Monday, July 29, 2013

The 50 Greatest Sega CD Games of All-Time! (PART ONE: #050-to-#041)

A Five-Part Series Counting Down the Greatest Games the Sega CD Had to Offer!

Hey You! Looking for the Previous Installments in this Series?

PART ONE, counting down games #050 to #041, can be found right here.
PART TWO, counting down games #040 to #031, can be found right here.
PART THREE, counting down games #030 to #021, can be found right here.
PART FOUR, counting down games #020 to #011, can be found right here.
PART FIVE, counting down games #010 to #01, can be found right here

For what it’s worth the Sega CD (known as the Mega CD in Europe) might just be the single most underrated console in the history of video gaming. Considered a proverbial laughingstock by gamers that have hardly spent any time at all with the system, the Sega CD was actually a pretty damn good little console, stocked with plenty of killer console exclusives, graphically and musically superior special editions of 16-bit classics, and even a couple of standout genre offerings that, sadly, have become outmoded in today’s all-too-familiar virtual world. Come on, you know you miss side scrolling shoot ‘em ups and digital comic books as much as I do…

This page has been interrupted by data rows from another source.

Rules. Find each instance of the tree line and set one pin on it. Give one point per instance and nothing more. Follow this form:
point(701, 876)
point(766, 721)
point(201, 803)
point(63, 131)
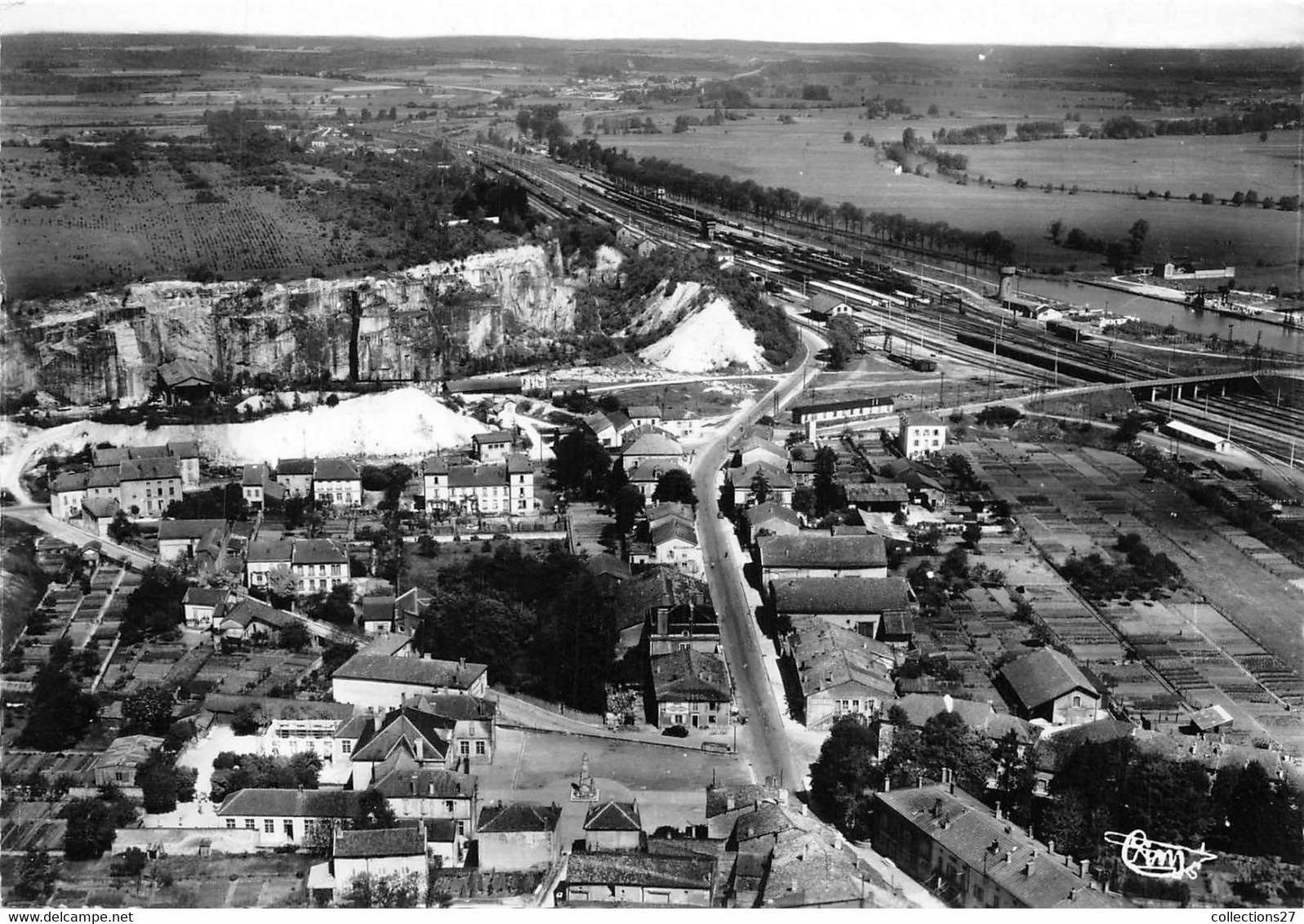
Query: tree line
point(768, 202)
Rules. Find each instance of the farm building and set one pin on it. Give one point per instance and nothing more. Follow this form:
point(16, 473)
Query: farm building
point(840, 412)
point(1195, 436)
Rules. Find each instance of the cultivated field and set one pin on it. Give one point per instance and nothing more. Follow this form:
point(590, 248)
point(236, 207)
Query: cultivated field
point(812, 158)
point(109, 231)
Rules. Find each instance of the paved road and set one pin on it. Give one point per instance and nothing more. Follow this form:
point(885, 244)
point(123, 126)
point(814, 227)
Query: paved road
point(742, 642)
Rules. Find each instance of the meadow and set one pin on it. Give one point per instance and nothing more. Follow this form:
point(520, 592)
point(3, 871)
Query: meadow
point(109, 231)
point(812, 158)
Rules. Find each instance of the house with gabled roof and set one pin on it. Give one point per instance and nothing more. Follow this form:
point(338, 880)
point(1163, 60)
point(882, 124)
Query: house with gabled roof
point(118, 764)
point(372, 682)
point(373, 852)
point(839, 672)
point(772, 518)
point(318, 565)
point(336, 481)
point(956, 846)
point(295, 476)
point(518, 837)
point(146, 486)
point(1048, 686)
point(656, 449)
point(201, 604)
point(745, 481)
point(493, 446)
point(202, 540)
point(858, 605)
point(672, 541)
point(692, 688)
point(613, 825)
point(248, 620)
point(184, 380)
point(644, 415)
point(282, 817)
point(629, 878)
point(821, 554)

After tackling a list of the best the Sega Dreamcast had to offer, I thought long and hard about which console I wanted to focus on for my next countdown. Seeing as how the unsung, unheralded Sega CD generally gets about as much recognition and praise as gonorrhea, I figured the criminally underappreciated console was absolutely perfect the “Top 50” treatment. For those of you that had the honor of owning and playing through some of these classic games (many of which remain under-the-radar gems to this day), consider this a fond recollection and celebration of what once was, and for all of you young whipper snappers that equate the console with “pure fail?” Something tells me that’s a tune you’re going to change in a hurry after seeing everything you’ve missed out on.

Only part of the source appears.